Grayson Perry: The Pre-Therapy Years focuses on the formative years of one of Britain’s most recognisable artists, revealing the creative works he made between 1982 and 1994.
The exhibition planning process began with a public callout to track down works from the 1980s and 1990s, which Perry himself had no record of and many of which he had not seen for years. This was an unusual approach – our exhibitions often start with research of museum collections, but here we pieced together the story from the extraordinary responses we received.
The catalogue was as much about recording the artworks as telling the story of the unedited, early Perry, who graduated from art school in the early 1980s and quickly adopted ceramics as his primary medium.
We wanted the catalogue to represent the art of Perry’s early years, but also the people of the time and the environment in which he worked. Perry worked alongside other experimental artists including the Neo Naturists in the freewheeling world of 1980s London. This is an area that had been touched on in other books by and about Perry, but never as the main focus.
We were thrilled to discover snapshots from house parties at Perry’s squat in Crowndale Road, north London, performances by the Neo Naturists and private views at James Birch Fine Art, which are as important in understanding the context as the works themselves.

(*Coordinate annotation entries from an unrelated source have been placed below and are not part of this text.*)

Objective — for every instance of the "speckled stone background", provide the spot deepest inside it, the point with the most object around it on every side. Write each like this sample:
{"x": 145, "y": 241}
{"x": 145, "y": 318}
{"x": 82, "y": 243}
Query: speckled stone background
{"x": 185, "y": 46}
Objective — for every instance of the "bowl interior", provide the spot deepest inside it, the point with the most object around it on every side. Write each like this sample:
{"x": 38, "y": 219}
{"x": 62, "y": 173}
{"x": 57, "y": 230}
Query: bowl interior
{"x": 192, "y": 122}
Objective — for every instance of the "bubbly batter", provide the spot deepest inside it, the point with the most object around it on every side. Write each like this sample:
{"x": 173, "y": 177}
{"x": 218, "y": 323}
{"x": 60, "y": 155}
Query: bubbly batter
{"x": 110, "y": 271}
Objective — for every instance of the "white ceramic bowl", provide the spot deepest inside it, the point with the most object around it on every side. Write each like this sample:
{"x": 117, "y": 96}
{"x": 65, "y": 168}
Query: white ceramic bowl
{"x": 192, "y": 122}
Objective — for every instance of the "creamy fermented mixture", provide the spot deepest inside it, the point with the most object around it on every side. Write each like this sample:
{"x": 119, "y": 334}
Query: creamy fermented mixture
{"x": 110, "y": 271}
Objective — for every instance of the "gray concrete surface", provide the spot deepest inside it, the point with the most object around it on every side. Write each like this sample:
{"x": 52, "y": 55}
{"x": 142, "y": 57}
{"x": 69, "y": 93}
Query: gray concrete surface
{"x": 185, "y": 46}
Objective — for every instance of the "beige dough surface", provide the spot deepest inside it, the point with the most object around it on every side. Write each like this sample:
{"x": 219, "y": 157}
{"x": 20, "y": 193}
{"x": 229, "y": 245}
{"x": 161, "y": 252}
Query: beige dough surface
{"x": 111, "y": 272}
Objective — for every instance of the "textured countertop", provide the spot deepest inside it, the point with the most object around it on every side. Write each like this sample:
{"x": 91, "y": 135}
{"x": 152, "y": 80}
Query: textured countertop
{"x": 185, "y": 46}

Perry himself contributed an essay, Climbing Everest Without Oxygen, to the book, along with Tate’s Andrew Wilson, who focused on the artistic context in which Perry emerged. I wrote about his distinctive style and iconography, exploring themes of gender, identity and ceramic history. Sylvie Broussine, the assistant curator at the Holburne Museum, contributed a chronology of the artist’s life alongside cultural and world events.
Apart from the creative side and the writing process, the logistics of producing the catalogue were significant: we had 78 objects photographed and more than 50 snapshots digitised, which meant a lot of credit lines and copyright permissions to sort out. Working with the publisher Thames and Hudson on the book was great but so different to producing publications in-house.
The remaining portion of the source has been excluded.